= Filetab =

Decision table-based computer programming language

Filetab is a decision table-based computer programming language widely used in business in the 1960s and 1970s.

==History==
Filetab has a long history, originally designed in the late 1960s and descended from the DETAB programming. Filetab was developed by the National Computing Centre (NCC) and originally used on ICL operating systems such as GEORGE 2/3 and VME, but ported to a large number of others.

The original architect of Filetab was Tom Barnard, who developed the program (LITA - LIst and TAbulate) for Morgan Crucible when employed by them as a programmer on an ICL 1902 from 1965 to 1968. Its purpose was to produce simple ad hoc reports similar to those created with a plugboard on a punched card tabulator, bypassing the necessity to write an assembly language program in PLAN. It required only a few cards to specify the input and output formats, headings, sequencing and totalling. LITA could not be described as a programming language as it only required run-time parameters indicating field types and locations in records and no compilation. In those days there was no concern by Morgan's regarding ownership or copyright when Barnard left to further develop the software as Filetab.

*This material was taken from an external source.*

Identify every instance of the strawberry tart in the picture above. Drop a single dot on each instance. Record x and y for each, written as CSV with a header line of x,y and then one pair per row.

In 2009 facing financial difficulty NCC sold the rights to Filetab to a newly formed company "NCC Filetab Limited". The managing director of NCC Filetab Limited was also the managing director of NCC at this time, although NCC Filetab Limited, despite the similarity of its name, was not owned by NCC. In 2010 NCC was declared insolvent and was liquidated.

==Variants==
Versions produced include:

- TABN for ICL 1900 series mainframes
- TAB-360 for IBM System/360 (also known as DETAB-360)
- UNITAB for UNIVAC
- HTAB for Honeywell
- TAB-11 for RSTS/E on PDP-11
- FTL6 for ICT 1900 series
- DTPL for ICT 1900 series – slightly different from FTL6
- RPL-11 for RT-11, RSTS/E, RSX-11 on PDP-11
- RPL-3 for IBM System/3
- Filetab-D for x86 and PDP-11
- FPL - Fast programming Language. Written in 8086 Assembler for IBM PCs and compatibles. (Released in 1986). Written by Kevin Powis.
- Rapid-Expert and expertGenius extended syntax for Microsoft Windows, Unix and OpenVMS
- RapidGen compiler and FILETAB legacy converters for Windows, Unix and OpenVMS

A Linux version was produced in 2001, which although free to use was not Open Source and licensed under the GPL, drawing some criticism from the Open Source Software Community.